Bloodhounds In The Emerald City

RE BarCamp Seattle has a time and a date.  From Todd Carpenter:

Rich Jacobson and Brad Andersohn from Active Rain, along with Drew Meyers from Zillow have established the basics. A date and venue. February 13 at Zillow Headquarters.  This happens to follow a Bloodhound Unchained preview event held the day before, also at Zillow headquarters, and also free!

Greg and I are pretty stoked about heading to the Emerald City.   Scott Cowan signed up for Bloodhound Unchained Phoenix ‘O8 but had to decline participation to tend to familial duties.  Since then,  Scott’s been lobbying us to head up to Seattle to out on our “Mini-Unchained Event” for Coffee Bean Town.  Last month, I told him we’d gladly come if he could round up a venue and a group of eager people.  Scott called the folks at Zillow and we arranged to be a prequel to Seattle RE BarCamp.

Our event will be from 1PM until 5:30 PM, on Thursday, February 12, 2008, at the Zillow Headquarters. We’ll be talking about Direct Marketing (online and offline), Social Media Marketing, and Blogging.  David Gibbons and Rich Jacobson agreed to speak, as well.  Marlow Harris raised her hand to attend but I’m hopeful to have her to speak.

Our concluding session will be a debate between Glenn Kelman of Redfin.com and Greg Swann.  They’ll be discussing Glenn’s thoughts about whether size really matters.  Glenn outlines the case for why the little guy might get squashed:

This is a change. Marketing, which used to be the large brokers’s primary advantage, is actually getting cheaper — if Bloodhound has proved anything, it’s that the web has made marketing a question of what you have to say not how much you have to spend.

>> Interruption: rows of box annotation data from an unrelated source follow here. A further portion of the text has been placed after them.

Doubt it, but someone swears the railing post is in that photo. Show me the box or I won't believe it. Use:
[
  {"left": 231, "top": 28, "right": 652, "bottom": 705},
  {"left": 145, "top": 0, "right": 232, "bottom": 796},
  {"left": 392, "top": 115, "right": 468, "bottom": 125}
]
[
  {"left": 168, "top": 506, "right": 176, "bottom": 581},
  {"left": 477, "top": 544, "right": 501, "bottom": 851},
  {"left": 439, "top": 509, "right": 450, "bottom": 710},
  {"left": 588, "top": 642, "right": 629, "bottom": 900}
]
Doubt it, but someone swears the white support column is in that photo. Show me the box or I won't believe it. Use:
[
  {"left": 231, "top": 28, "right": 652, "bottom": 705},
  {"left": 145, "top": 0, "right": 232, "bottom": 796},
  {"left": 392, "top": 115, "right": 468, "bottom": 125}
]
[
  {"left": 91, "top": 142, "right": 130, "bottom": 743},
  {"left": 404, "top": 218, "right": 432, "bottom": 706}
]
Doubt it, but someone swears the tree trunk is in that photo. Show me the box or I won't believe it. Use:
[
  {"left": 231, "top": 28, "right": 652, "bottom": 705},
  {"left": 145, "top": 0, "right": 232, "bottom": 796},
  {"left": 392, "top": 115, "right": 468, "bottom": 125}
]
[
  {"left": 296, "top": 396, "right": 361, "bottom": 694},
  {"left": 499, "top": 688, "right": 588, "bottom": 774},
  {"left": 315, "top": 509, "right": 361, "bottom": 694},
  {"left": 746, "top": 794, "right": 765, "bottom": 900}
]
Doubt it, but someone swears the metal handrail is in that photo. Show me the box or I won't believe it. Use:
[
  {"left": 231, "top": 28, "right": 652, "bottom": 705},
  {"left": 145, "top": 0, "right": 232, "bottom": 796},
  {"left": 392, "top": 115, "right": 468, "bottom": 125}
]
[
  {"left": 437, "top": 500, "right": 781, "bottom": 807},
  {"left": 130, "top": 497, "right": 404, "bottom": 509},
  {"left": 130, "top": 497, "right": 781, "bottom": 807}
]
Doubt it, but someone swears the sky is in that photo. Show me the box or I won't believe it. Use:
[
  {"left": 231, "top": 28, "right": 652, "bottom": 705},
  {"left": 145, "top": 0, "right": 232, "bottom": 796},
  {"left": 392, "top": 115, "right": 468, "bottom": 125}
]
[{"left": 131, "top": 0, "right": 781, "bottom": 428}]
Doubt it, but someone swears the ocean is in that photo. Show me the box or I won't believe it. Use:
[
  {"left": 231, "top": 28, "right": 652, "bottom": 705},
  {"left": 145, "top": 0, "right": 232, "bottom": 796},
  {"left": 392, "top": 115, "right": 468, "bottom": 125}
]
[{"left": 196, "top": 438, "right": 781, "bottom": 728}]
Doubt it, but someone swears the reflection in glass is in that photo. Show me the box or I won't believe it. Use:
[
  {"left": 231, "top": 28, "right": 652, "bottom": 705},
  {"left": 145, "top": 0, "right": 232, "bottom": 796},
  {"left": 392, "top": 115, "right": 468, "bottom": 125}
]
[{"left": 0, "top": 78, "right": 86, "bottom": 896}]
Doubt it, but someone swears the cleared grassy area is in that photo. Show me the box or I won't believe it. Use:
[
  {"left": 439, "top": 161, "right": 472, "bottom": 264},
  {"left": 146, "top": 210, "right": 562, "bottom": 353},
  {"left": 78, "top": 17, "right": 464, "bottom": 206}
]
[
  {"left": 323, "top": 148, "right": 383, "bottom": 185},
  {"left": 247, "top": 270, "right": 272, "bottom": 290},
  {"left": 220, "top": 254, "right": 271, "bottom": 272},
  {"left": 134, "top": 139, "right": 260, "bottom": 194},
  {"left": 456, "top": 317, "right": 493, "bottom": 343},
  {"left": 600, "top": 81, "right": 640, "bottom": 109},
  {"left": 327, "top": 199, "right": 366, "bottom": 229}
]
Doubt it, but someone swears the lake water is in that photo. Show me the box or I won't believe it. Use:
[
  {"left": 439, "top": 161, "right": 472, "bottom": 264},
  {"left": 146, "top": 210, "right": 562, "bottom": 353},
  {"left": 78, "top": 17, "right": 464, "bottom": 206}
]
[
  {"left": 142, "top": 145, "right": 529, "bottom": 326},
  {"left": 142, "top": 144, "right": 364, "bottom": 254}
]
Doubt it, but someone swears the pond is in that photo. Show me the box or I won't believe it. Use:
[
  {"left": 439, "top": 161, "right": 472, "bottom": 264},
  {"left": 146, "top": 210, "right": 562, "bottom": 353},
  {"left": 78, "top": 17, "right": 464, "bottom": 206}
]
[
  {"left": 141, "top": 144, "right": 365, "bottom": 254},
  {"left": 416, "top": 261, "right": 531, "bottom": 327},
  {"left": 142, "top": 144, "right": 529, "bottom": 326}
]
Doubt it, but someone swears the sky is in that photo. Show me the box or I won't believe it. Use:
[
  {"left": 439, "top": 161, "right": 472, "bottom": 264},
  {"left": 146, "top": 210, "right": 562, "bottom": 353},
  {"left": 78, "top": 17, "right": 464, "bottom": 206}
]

But the cost of running a real estate search site is rising fast. Large brokers throw money (if not always expertise) at the problem, while small brokers struggle to compete. The small brokers ask MLSs to provide a common set of services, like listing alerts, but the large brokers sometimes block these efforts as being beyond the MLSs’ charter.

Greg Swann thinks the little guy has the advantage:

I want to make sure I’m being clear about this. The mom in this example doesn’t have a problem that can be solved with data. It can only be solved with experience — rich, deep, visceral experience. This is what you have to deliver to take away her fears. We don’t put a coffee table book in the house because we expect it to sell the home. We put it there to get buyers to sit down in the house. If we can close on that — sitting down — the house has a chance to sell itself. A whole lot of the things we do consist, in large measure, of slowing people down. We want for them to take their time getting to know the house. If we can do that, the battle’s half won. The job we need to think about, going forward, is doing those same kinds of things with other factors that can motivate a sale.

This one ought to be a lot of fun.

Our BloodhoundBlog Unchained Seattle Agenda is still relatively loose.  I LOVE the folks who have agreed to present; I just haven’t nailed down the agenda, yet.  Any Unchained alumnus will tell you that we always put on a show and rarely lack in content that is practical advice for the practitioner.  Expect no less from the Seattle event.

Here’s the cool part; it’s free for fifty guests.  As a matter of disclosure, we’ll have money in our mouths.  We’re coming to Seattle to promote Bloodhound Blog Unchained Phoenix ’09. If you agree to attend, expect a few “two minute commercials” for the big show.

Seats will be limited and we’re still working on a registration form.  Hope to see you in Seattle!